Opinión

El tufo

En 1.601 veía la luz la tragedia de Hamlet, quien en la explanada del palacio de Elsingor escuchó por boca del centinela Marcelo una frase que se haría histórica: “Algo huele mal en Dinamarca”, aforismo acuñado por Shakespeare, que en la vida política evoca hoy las cosas que marchan mal en un país a causa de la corrupción. Quizás es que el dramaturgo inglés fue un visionario capaz de anticiparse a lo que sucedería en la Ciudad Condal siglos después, pero lo cierto es que de unos días para acá, Barcelona amanece anegada de un nauseabundo olor a boñiga tan intenso, que ha llegado a confundir el entendimiento de los técnicos encargados de averiguar el origen de la pestilencia, hasta el extremo de no ver lo que está delante de sus ojos: Artur Mas la ha cagado de tal manera ante el temor de que hagan astillas del árbol caído, que ya sin escrúpulo está dispuesto a encenderle una vela a Dios y otra al diablo, intentando manejar al Parlamento catalán, movido al vaivén de una marea que busca la emancipación rechazando a la cabeza visible del proyecto, con un Mas dispuesto a vender lo que haga falta, y hasta a tirar la casa por la ventana si fuera necesario, con tal de mantener sus posaderas, con o sin diarrea, en el escaño del president.


Que a más de uno le roe que el convergente continúe al mando del Ejecutivo autonómico no es novedad. Lo dramático no es ya que los extraños lo rechacen, sino que los propios estén hasta la barretina de su empecinamiento cerril por perpetuarse en su posición enrocada, ambicionando  ser el primer jefe de un hipotético estado catalán soberano e independiente.

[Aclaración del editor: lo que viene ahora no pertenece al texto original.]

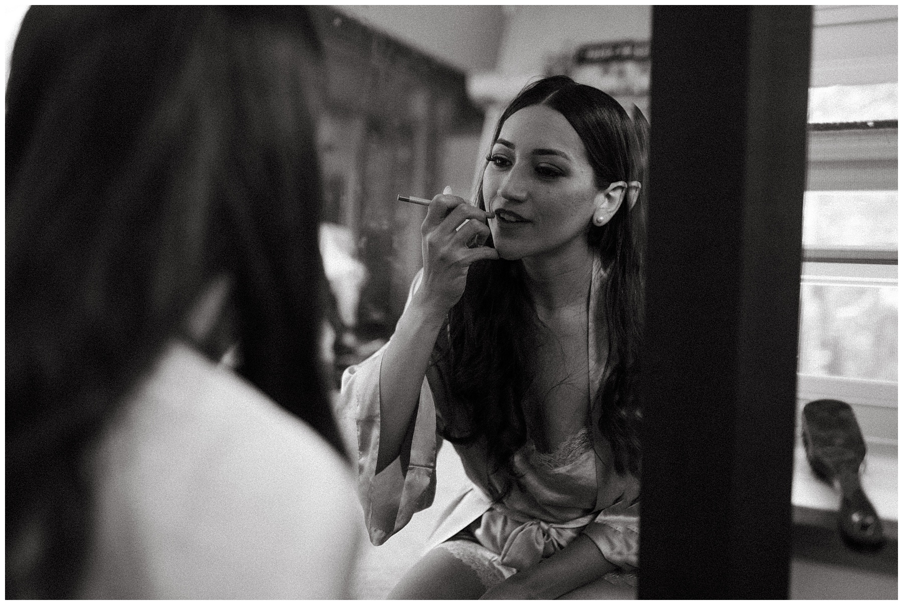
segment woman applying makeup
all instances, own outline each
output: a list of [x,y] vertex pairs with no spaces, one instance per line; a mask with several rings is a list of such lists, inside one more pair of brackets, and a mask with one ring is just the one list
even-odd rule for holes
[[499,120],[479,207],[448,190],[433,200],[424,270],[395,335],[347,371],[342,396],[358,409],[374,544],[432,503],[439,438],[473,485],[389,598],[633,595],[637,122],[595,88],[540,80]]

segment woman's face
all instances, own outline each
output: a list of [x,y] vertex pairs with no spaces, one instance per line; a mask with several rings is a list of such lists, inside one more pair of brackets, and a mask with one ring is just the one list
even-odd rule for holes
[[597,194],[577,131],[560,113],[530,105],[511,115],[489,153],[483,200],[498,255],[554,254],[585,244]]

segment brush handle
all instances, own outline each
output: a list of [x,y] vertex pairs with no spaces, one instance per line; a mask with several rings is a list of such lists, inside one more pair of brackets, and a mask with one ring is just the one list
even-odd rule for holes
[[398,196],[399,202],[407,202],[408,204],[417,204],[418,206],[429,206],[431,200],[424,199],[423,197],[414,197],[414,196]]

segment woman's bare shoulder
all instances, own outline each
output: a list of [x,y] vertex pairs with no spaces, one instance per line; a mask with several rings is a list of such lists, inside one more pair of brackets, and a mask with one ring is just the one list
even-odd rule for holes
[[347,596],[362,535],[350,466],[189,347],[126,402],[95,468],[101,533],[153,560],[153,596]]

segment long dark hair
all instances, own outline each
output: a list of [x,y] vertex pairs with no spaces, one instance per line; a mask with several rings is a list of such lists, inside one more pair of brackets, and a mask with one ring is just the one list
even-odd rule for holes
[[74,596],[87,447],[217,275],[241,375],[344,454],[299,7],[35,7],[6,94],[6,596]]
[[[573,126],[599,188],[617,180],[645,185],[647,123],[638,110],[631,121],[609,95],[554,76],[527,86],[511,102],[498,120],[493,142],[511,115],[534,105],[555,109]],[[632,208],[628,198],[626,194],[611,220],[590,226],[588,234],[587,243],[599,251],[606,273],[596,319],[606,326],[608,343],[592,417],[599,418],[599,428],[610,443],[615,470],[638,475],[636,383],[643,320],[645,187]],[[485,208],[482,182],[477,201]],[[529,385],[524,362],[541,329],[519,261],[483,261],[470,266],[464,294],[449,313],[450,382],[460,405],[442,410],[442,430],[452,443],[481,439],[489,454],[489,472],[511,471],[514,453],[526,443],[527,418],[534,417],[522,408]],[[505,476],[498,480],[503,486]],[[501,498],[509,489],[510,482],[493,495]]]

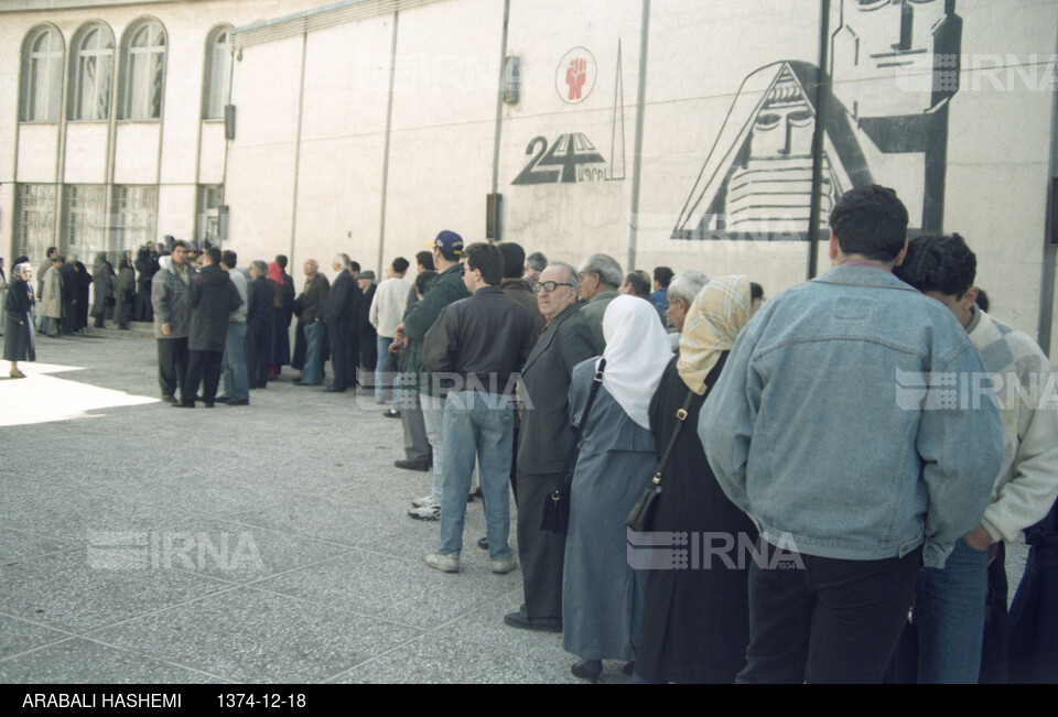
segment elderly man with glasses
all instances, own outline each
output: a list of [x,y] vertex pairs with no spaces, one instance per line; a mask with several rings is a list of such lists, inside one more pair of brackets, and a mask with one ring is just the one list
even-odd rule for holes
[[576,306],[576,269],[555,262],[533,284],[547,321],[521,371],[518,444],[518,558],[526,602],[504,622],[515,628],[562,631],[562,562],[565,536],[540,530],[547,495],[559,482],[573,442],[569,392],[573,367],[595,356],[591,323]]

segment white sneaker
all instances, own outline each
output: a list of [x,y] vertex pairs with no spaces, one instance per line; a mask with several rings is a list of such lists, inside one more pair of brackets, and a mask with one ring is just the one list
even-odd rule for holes
[[514,555],[510,555],[503,560],[493,561],[493,573],[496,573],[497,575],[506,575],[507,573],[510,573],[516,567],[518,567],[518,561],[515,560]]
[[433,493],[430,493],[429,496],[423,496],[422,498],[415,498],[413,501],[411,501],[411,506],[412,508],[430,508],[431,506],[436,506],[436,503],[433,502]]
[[431,555],[427,555],[427,565],[436,571],[441,571],[442,573],[458,573],[460,556],[433,553]]
[[412,508],[408,514],[415,520],[441,520],[441,506],[423,506],[422,508]]

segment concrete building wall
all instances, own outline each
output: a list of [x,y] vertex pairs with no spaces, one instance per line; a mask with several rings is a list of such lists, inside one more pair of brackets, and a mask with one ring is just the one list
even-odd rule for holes
[[[809,240],[825,237],[836,196],[877,182],[897,189],[914,233],[968,239],[998,317],[1038,330],[1045,347],[1058,328],[1047,243],[1058,0],[398,7],[205,0],[0,13],[0,216],[13,208],[10,182],[63,181],[62,135],[15,121],[25,33],[55,22],[68,41],[99,18],[120,39],[149,12],[171,37],[164,119],[148,123],[156,137],[118,123],[114,181],[153,166],[160,215],[177,227],[196,183],[223,181],[240,253],[326,264],[346,251],[379,268],[442,228],[482,240],[497,192],[501,237],[528,251],[747,273],[774,295],[809,274]],[[218,122],[197,119],[204,42],[218,22],[236,25],[241,47],[227,142]],[[519,69],[512,104],[498,102],[506,57]],[[72,129],[60,171],[90,182],[98,140]],[[163,219],[158,233],[172,233]],[[12,224],[0,221],[0,247]],[[828,267],[823,243],[817,272]]]

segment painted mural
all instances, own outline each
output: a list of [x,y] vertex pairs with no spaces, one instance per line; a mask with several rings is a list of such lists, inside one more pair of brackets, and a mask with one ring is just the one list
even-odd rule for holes
[[862,184],[892,186],[910,230],[943,224],[948,110],[959,90],[954,0],[840,0],[825,72],[777,62],[741,83],[679,210],[679,240],[806,240],[824,129],[820,208]]

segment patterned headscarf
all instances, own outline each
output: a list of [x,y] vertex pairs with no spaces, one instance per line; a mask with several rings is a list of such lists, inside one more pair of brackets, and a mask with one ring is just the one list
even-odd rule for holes
[[699,292],[687,312],[676,363],[687,388],[705,393],[705,377],[720,355],[730,351],[738,332],[749,322],[753,301],[747,276],[721,276]]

El problema surge cuando los soberanistas invocan el respeto al electorado a decidir su independencia, mientras desde las tribunas del Parlamento catalán desoyen a cuantos se oponen a la secesión de España, obviando que rondan la mitad de su población.


Mientras esto sucede, unas arcas autonómicas exhaustas son incapaces de hacer frente al pago de sus obligaciones sanitarias, forzando a cerrar oficinas de farmacia y privando a los ciudadanos de medicamentos, como una muestra más de la pobre gestión de los recursos públicos empeñados en anteriores gastos faraónicos que ahogan a la ciudadanía, mientras la Administración catalana transita en definitiva hacia el colapso.
A estas alturas del debate cabe preguntarse cuál es el pecado del Pueblo catalán para sufrir  semejante penitencia.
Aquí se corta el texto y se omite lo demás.